If yesterday’s election is anything to go by, the Republican run of good fortune in the New York suburbs might be over. Democrat Tom Suozzi beat Republican Mazi Pilip, and it doesn’t even look like it’s going to be close. Because the suburbs are where the 2024 election will be fought and won, politicos are pouring over the tea leaves this morning to figure out the implications. Here are my takeaways:
This was a special election, and they have different turnout and engagement dynamics to presidential elections. Whichever side does best at getting their most committed activists and voters to the polls generally wins. More engaged and higher-educated voters have a higher propensity to turn out to vote in this sort of election, and nowadays those voters are more likely to vote for the Democrats.
This doesn’t necessarily translate to any advantage in the general election because the composition of the electorate will be completely different. In general elections, many more people vote. Progressives used to live and die by the idea that “if everyone votes, we win.” It’s not at all clear that this is true anymore: in fact, Democrats would probably benefit if overall turnout were lower in November, because low-propensity voters are currently more likely to be Republicans. But given the psychological and practical stakes of any election involving Donald Trump, turnout in November is likely to be high, making yesterday’s result even less predictive.
On the other hand, yesterday’s result shouldn’t be under-rated. Democrats owe much of their recent success to their strength in the suburbs, but Long Island had until now defied that trend. There were plenty of reasons for this, including the strength of the local GOP apparatus and the way in which uber-liberal New York City serves as a convenient foil for right-wing politics. A Democratic win here is a sign of strength.

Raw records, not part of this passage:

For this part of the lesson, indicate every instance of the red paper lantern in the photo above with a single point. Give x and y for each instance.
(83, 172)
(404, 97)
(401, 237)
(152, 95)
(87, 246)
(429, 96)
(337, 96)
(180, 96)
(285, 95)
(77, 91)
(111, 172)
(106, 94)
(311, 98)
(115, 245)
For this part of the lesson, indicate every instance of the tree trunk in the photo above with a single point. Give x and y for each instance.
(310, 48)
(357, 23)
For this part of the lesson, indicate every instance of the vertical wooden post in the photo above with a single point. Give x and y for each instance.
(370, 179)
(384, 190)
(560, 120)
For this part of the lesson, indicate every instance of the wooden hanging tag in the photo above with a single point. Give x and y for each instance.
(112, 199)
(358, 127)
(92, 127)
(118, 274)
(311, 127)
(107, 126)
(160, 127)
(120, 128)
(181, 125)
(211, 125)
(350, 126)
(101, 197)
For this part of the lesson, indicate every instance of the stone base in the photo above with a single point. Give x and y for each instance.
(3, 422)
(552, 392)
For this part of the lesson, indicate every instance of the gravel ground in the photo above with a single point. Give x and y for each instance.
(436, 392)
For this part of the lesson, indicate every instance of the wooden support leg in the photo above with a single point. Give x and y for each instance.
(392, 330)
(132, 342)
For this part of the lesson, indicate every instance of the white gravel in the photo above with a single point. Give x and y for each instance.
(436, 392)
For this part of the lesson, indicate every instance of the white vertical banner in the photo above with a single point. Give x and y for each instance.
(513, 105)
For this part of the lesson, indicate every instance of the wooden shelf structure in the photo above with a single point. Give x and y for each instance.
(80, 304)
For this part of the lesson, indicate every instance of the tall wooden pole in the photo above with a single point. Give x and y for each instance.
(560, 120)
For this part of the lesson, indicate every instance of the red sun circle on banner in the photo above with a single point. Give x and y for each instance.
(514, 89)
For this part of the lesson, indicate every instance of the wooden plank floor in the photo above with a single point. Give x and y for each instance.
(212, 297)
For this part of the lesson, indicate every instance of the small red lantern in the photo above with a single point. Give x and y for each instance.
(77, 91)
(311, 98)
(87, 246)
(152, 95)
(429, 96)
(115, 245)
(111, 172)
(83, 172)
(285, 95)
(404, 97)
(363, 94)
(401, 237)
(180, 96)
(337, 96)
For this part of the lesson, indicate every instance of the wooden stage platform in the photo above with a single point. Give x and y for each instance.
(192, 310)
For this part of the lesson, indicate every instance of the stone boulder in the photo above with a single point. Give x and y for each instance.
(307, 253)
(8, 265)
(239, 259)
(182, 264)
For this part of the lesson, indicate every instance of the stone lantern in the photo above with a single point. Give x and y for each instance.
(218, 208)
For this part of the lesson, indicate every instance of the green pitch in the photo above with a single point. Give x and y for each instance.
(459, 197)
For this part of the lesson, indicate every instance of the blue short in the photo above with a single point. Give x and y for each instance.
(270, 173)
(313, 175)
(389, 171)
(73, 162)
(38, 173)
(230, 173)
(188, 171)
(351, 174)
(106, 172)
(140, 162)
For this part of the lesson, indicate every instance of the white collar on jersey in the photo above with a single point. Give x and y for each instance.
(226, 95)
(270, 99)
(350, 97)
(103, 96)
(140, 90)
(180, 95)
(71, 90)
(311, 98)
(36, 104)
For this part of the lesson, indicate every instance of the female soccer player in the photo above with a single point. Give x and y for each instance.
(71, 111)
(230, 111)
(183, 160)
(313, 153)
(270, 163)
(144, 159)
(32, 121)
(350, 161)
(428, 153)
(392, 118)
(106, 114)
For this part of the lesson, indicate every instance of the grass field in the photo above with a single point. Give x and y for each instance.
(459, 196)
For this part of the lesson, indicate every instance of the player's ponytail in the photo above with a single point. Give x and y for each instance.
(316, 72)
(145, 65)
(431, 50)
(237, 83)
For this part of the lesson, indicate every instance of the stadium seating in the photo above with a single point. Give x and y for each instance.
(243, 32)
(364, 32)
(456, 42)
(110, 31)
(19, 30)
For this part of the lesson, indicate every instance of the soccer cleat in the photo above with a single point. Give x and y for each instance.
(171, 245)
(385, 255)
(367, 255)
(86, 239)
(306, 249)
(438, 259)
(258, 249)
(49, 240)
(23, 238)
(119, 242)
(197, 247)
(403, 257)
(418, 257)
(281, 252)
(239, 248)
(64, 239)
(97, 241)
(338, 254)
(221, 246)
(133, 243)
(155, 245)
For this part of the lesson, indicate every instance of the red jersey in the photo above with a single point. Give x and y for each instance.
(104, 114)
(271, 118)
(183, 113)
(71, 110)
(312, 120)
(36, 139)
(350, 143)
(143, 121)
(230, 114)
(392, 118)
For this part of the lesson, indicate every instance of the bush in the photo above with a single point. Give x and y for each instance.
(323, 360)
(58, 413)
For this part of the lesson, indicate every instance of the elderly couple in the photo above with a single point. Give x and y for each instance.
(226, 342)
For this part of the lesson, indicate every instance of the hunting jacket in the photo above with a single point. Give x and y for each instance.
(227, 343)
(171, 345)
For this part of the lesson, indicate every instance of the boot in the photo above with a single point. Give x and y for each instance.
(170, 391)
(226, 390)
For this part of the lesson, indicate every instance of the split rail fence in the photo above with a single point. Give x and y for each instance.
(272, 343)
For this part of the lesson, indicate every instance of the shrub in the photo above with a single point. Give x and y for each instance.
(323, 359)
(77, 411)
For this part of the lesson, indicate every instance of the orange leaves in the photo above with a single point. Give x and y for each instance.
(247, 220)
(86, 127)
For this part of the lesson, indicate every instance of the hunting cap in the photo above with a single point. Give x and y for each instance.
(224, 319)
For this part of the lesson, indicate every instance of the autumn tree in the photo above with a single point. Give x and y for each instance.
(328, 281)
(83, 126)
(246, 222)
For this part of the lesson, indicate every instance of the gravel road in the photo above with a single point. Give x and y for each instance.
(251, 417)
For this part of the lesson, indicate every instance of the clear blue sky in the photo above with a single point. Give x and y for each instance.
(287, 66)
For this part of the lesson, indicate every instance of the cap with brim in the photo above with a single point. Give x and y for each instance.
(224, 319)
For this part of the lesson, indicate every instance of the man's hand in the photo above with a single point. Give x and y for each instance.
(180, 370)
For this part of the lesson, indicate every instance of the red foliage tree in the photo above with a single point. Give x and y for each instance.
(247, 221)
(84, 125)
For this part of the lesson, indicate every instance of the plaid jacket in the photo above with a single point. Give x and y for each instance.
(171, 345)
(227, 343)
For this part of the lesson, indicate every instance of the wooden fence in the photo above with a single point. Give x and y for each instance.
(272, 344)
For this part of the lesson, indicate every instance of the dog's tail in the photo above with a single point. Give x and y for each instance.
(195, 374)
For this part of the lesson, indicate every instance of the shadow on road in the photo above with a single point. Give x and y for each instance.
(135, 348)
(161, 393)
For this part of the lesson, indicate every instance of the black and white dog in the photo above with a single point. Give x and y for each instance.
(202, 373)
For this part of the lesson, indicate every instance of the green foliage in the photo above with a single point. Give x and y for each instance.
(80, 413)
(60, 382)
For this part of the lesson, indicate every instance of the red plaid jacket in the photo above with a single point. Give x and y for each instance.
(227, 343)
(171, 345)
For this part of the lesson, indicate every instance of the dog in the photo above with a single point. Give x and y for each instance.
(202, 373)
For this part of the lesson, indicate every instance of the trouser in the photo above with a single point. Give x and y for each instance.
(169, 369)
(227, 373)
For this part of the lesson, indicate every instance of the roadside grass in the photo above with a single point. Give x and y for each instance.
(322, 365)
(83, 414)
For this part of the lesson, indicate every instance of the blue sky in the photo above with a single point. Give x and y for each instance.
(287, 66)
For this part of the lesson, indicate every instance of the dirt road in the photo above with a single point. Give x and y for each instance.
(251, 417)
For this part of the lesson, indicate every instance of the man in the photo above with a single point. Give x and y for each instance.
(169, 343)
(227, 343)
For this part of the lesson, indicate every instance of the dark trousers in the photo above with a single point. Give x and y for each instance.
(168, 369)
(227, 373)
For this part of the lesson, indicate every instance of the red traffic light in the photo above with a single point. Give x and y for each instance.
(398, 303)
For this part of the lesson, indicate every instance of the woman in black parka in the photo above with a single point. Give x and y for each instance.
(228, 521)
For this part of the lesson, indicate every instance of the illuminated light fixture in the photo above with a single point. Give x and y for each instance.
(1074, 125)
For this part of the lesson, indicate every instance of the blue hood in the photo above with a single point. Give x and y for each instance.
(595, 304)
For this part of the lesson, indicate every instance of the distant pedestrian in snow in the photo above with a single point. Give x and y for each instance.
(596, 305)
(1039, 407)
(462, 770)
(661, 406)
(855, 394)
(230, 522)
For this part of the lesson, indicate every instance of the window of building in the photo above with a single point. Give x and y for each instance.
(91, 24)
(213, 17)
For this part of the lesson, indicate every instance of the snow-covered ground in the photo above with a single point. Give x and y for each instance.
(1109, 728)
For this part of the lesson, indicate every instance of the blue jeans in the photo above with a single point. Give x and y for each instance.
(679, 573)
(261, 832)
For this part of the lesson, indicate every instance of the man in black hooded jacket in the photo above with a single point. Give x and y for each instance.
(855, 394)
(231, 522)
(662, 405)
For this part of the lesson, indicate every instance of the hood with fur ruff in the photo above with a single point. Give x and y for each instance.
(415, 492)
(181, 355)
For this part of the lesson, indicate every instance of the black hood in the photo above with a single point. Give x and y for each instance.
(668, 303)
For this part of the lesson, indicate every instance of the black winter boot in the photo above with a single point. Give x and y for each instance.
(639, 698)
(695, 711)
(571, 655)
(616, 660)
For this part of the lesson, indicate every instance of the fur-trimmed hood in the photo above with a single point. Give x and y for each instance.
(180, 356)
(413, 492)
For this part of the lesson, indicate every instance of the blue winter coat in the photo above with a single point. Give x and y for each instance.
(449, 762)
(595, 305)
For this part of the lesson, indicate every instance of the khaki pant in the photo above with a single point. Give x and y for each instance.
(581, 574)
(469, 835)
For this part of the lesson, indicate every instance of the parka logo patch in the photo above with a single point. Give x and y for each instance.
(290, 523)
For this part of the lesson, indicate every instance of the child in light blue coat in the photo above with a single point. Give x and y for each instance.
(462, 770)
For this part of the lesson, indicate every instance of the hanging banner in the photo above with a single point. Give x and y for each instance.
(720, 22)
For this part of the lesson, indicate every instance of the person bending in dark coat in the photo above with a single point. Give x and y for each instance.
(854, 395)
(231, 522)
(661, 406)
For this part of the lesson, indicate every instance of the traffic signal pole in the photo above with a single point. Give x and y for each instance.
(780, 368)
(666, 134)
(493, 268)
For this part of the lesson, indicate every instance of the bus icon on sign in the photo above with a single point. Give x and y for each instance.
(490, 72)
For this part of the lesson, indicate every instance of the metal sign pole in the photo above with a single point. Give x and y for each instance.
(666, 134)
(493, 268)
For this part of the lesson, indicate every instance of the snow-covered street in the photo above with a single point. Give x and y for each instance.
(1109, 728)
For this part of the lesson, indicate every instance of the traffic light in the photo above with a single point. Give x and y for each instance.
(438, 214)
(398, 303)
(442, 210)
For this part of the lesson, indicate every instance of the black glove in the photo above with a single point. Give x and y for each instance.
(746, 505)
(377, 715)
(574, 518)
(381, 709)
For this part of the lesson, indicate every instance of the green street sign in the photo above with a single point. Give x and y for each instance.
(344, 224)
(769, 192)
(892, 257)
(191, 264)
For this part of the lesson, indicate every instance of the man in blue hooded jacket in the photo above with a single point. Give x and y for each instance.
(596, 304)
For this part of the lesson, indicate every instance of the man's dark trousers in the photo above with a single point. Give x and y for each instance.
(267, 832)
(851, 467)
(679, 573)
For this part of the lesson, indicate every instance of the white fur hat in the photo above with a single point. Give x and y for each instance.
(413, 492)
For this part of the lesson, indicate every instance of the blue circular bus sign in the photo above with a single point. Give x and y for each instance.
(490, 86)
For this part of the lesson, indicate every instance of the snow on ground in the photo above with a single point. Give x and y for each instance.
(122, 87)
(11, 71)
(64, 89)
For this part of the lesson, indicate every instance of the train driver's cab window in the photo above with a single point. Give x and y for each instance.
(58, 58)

Nor can the result be dismissed by saying the result was just based on local issues. The election was about local issues, but those issues are actually some of the ones likely to play a big role in November - crime and immigration. Immigration especially loomed large, given the way that the refugee crisis is overtaxing NYC’s public services. Democrat Tom Suozzi adopted an approach which, to quote Politico, “puzzled some Democrats” - he promised that if elected he would work with Republicans in order to strengthen border security. The Biden administration was already leaning hard into this message itself, and you can expect them to double down in the aftermath of this victory.
The scandal of George Santos obviously hung over the race. Santos became one of the most recognizable members of Congress in the country, and for all the wrong reasons. It was harder for the GOP to bounce back after making the major mistake of picking him as a candidate in the first place.
Suozzi’s victory has interesting implications for Congress. Republicans owe their current super-slim majority in the House in large part to their success in suburban NYC districts like NY-3. With Santos gone, Speaker Mike Johnson now can rely on a majority of (by my count) only 218 to 213, making it even harder for Congress to get anything done.
In general, this result will be interpreted as a victory for Bidenism - a moderate, suburban-oriented politics which has led the Democrats to victory after victory since 2020. Regardless of the unpopularity of the president and concerns about his age, the fact is that Democrats keep winning election after election.
But as I wrote after a big round of special elections last year, results like this also carry a warning sign for Biden. Whereas in 2020 he owed his success to being significantly more popular than down-ballot Democratic candidates, now he is significantly less popular than they are (Trump is beating Biden by about 5% in polling of NY-3). Democrats and the Democratic Party are popular. It’s the president who is not. What happens in November - and possibly the future of American democracy - turns on whether he can change that.